Blur Building
Urban spaces
The Blur Building was a media pavilion for Swiss EXPO 2002 at the base of Lake Neuchatel in Yverdon-les-Bains, Switzerland.
Af Kirsten Kiser
From piles in the water, a tensegrity system of rectilinear struts and diagonal rods cantilevers out over the lake. Ramps and walkways weave through the tensegrity system, some of them providing a counterweight for the structure. The form is based on the work of Buckminster Fuller.
The pavilion is made of filtered lake water shot as a fine mist through 13,000 fog nozzles creating an artificial cloud that measures 300 feet wide by 200 feet deep by 65 feet high. A built-in weather station controls fog output in response to shifting climatic conditions such as temperature, humidity, wind direction, and wind speed.
The public can approach Blur via a ramped bridge. The 400-foot-long ramp deposits visitors at the center of the fog mass onto a large open-air platform where movement is unregulated. Visual and acoustical references are erased along the journey into the fog, leaving only an optical “white-out” and the “white noise” of pulsing water nozzles.
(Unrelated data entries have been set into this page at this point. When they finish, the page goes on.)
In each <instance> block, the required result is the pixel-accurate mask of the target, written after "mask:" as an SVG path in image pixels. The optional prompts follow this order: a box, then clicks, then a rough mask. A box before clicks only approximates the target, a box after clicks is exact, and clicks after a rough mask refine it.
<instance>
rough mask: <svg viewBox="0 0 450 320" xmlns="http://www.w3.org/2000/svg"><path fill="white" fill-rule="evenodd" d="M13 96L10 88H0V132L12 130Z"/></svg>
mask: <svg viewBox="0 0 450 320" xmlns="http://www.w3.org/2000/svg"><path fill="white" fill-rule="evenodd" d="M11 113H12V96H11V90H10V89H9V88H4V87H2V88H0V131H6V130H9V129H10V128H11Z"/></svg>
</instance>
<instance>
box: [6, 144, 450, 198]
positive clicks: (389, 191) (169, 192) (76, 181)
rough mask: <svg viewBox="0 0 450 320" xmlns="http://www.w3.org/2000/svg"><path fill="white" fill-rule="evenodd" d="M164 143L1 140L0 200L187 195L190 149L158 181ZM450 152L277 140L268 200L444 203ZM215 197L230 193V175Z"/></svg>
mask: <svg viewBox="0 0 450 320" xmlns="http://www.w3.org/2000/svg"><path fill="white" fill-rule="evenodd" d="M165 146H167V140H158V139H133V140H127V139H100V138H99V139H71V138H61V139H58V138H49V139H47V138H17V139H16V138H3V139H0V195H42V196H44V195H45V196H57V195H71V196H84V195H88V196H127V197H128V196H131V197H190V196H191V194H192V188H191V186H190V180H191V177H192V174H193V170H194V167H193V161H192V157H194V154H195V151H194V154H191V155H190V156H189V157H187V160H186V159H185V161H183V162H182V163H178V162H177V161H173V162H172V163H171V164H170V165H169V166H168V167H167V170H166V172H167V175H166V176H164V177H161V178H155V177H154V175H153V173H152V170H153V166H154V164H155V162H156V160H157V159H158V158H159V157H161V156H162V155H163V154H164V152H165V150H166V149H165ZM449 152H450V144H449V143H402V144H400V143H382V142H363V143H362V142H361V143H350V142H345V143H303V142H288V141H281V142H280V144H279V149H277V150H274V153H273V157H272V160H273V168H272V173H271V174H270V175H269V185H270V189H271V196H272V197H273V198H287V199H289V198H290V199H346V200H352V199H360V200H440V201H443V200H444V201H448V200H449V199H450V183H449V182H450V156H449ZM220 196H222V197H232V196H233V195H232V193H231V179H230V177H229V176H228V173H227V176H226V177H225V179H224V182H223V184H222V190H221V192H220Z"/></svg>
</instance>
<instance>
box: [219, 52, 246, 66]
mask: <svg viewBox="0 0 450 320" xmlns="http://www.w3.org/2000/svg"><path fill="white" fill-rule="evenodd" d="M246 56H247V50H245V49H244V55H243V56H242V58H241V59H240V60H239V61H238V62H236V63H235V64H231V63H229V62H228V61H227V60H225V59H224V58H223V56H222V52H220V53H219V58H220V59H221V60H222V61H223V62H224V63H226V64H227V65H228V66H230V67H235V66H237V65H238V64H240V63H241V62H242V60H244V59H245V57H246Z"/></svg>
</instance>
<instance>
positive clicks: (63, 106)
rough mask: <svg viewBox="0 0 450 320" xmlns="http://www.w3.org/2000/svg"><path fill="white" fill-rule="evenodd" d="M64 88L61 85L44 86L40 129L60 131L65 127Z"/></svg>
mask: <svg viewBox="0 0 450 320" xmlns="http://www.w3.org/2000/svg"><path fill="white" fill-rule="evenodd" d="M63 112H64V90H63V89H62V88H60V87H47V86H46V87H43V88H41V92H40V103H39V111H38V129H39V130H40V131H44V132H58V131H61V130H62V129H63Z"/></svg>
Prior to entering the cloud, each visitor responds to a questionnaire/character profile and receives a “braincoat” (smart raincoat). The coat is used as protection from the wet environment and storage of the personality data for communication with the cloud’s computer network. Using tracking and location technologies, each visitor’s position can be identified, and their character profiles compared to any other visitor.
In the Glass Box, a space surrounded by glass on six sides, visitors experience a “sense of physical suspension only heightened by an occasional opening in the fog.”
As visitors pass one another, their coats compare profiles and change color indicating the degree of attraction or repulsion, much like an involuntary blush – red for affinity, green for antipathy. The system allows interaction among 400 visitors at any time.
Visitors can climb another level to the Angel Bar at the summit. The final ascent resembles the sensation of flight as one pierces through the cloud layer to the open sky. Here, visitors relax, take in the view, and choose from a large selection of commercial waters, municipal waters from world capitals, and glacial waters. At night, the fog functions as a dynamic and thick video screen.